本連載では,製図に必要な寸法の種類について紹介していますが,ここでは,ちょっと閑話として,皆さんがクルマ購入を検討する際に閲覧しているクルマのカタログなどで記載されている寸法について,寸法つながりでみてみたいと思います.

 

クルマのカタログに記載されている寸法 

 上の図は,クルマのカタログなどに記載されている代表的な寸法です.

 先に掲載した【スーパー基礎編】Tips 組立図に必要な主要寸法の意味を理解するに示しているように,外法寸法(全長,全幅,全高ならびに下部のクリアランスの最低地上高)が示されており,車両全体の大きさをイメージすることができます.

 また,それに加え,機能寸法としても軸距(ホイールベース:前輪軸と後輪軸の距離),輪距(トレッド:左右車輪の接地中心間距離)が記入され,車両を転動させる機能を担う車輪の位置関係が分かります.

 通常の購入希望の顧客は,まずカタログなどでこの外寸をイメージしながら,実際の販売店に赴き,展示車両で実際の大きさを確認して,購入契約を結ぶ流れになります.

 

クルマの実用寸法 

 一方で,実際に車両を購入し,街中で使ってみると,前項で説明した以外にも,必要&知っておいた方が良い寸法があります.

 それが,先ほどの図に赤で追加した実用寸法になります

 例えば,①~③は,駐車場でドアを開く際にどれぐらいのスペースが必要か?をイメージすることができます.

  ①両側フロントドアを開いた時の車幅(1段目)

  ②両側フロントドアを開いた時の車幅(2段目)

  ③両側フロントドアを開いた時の車幅(3段目)

 

 また,④,⑤は,先ほどの全長,全幅,全高,最低地上高と併せて機械式の立体駐車場に入庫できるか?などの判断に使えます.特に,カタログの全幅は,ボディの幅で記載されているため,ミラーまで含めた幅の場合は④,⑤を考慮する必要があります.

  ④ドアミラーを含む車幅(ミラー閉時)

  ⑤ドアミラーを含む車幅(ミラー開時)

 

 は,リアハッチバックのクルマの場合,どこまでハッチが上がるかを示しており,屋根付き駐車場などで,天井にぶつけないために知っておくと便利です.

  ⑥リアゲート全開時の全高

 

 ⑦~⑪に関しては,例えば道路工事の段差やコンビニエンスストアなどの道路脇の店舗に入出店する際の歩道の段差乗り越え時に車体下部を接触させないために,ご自身のクルマについて知っておくと良い寸法になります.

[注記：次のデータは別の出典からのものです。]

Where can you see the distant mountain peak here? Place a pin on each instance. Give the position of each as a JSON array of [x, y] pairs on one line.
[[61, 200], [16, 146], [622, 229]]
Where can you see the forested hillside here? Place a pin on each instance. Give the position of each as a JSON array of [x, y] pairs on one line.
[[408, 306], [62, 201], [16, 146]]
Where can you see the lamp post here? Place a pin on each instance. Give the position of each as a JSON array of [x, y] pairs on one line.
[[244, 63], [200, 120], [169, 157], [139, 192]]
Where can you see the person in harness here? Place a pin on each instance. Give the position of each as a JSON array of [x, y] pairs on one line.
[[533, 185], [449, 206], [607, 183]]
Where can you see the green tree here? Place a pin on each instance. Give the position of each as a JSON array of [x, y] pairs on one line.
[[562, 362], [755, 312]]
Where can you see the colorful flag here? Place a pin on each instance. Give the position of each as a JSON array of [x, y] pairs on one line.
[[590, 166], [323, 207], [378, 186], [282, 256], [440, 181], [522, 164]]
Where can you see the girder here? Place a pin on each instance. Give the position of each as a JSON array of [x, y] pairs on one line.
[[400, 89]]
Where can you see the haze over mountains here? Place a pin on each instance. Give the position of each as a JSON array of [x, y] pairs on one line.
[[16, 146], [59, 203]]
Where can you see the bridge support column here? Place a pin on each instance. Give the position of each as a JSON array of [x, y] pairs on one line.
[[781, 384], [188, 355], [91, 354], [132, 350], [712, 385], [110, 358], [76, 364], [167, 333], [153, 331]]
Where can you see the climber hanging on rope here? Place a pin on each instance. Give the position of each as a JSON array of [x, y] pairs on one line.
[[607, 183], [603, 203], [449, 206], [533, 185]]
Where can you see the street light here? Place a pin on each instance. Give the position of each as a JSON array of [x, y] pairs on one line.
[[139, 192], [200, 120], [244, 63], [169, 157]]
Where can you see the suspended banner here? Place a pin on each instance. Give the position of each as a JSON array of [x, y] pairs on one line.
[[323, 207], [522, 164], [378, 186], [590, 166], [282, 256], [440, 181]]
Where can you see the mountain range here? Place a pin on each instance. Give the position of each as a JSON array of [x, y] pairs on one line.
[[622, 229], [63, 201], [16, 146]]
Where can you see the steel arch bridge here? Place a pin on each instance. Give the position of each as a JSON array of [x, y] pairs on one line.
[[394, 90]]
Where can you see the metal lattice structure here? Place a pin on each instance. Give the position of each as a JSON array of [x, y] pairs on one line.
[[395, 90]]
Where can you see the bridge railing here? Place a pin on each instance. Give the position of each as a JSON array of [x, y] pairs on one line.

 ⑦フロントオーバーハング(長いほどスロープなどでの出入りに注意が必要)

 ⑧リアオーバーハング(長いほどスロープなどでの出入りに注意が必要)

 ⑨アプローチアングル(スロープや段差乗り越え時に注意が必要)

 ⑩デパーチャーアングル(スロープや段差乗り越え時に注意が必要)

 ⑪ランプブレークオーバーアングル(ホイールベースが長い時,車体下部が引っかかってしまい「カメの子」状態に)

実例 アプローチアングルを考えないと,フロントスポイラー下部にガリ傷がwwww

 

 これらの実用寸法は,各完成車メーカーのホームページの製品紹介のQ&Aなどに記載されていることが多いので,ご自身で車両購入する際には,その辺のページにも目を通しておくと良いと思います.

 

今回の閑話のポイント 

 このように,実際の生活の場でも寸法は非常に重要な役割をします.特に,使う人の立場に立って,どんな寸法が必要なのかを日頃の生活の中で注意深くみていることがエンジニアリングセンスを磨き上げる近道になります.

 

 今回は車体の寸法について観ましたが,また閑話の機会がある時には,狭い道路などでクルマを動かす上で重要になる「旋回半径」についても取り上げてみたいと思います.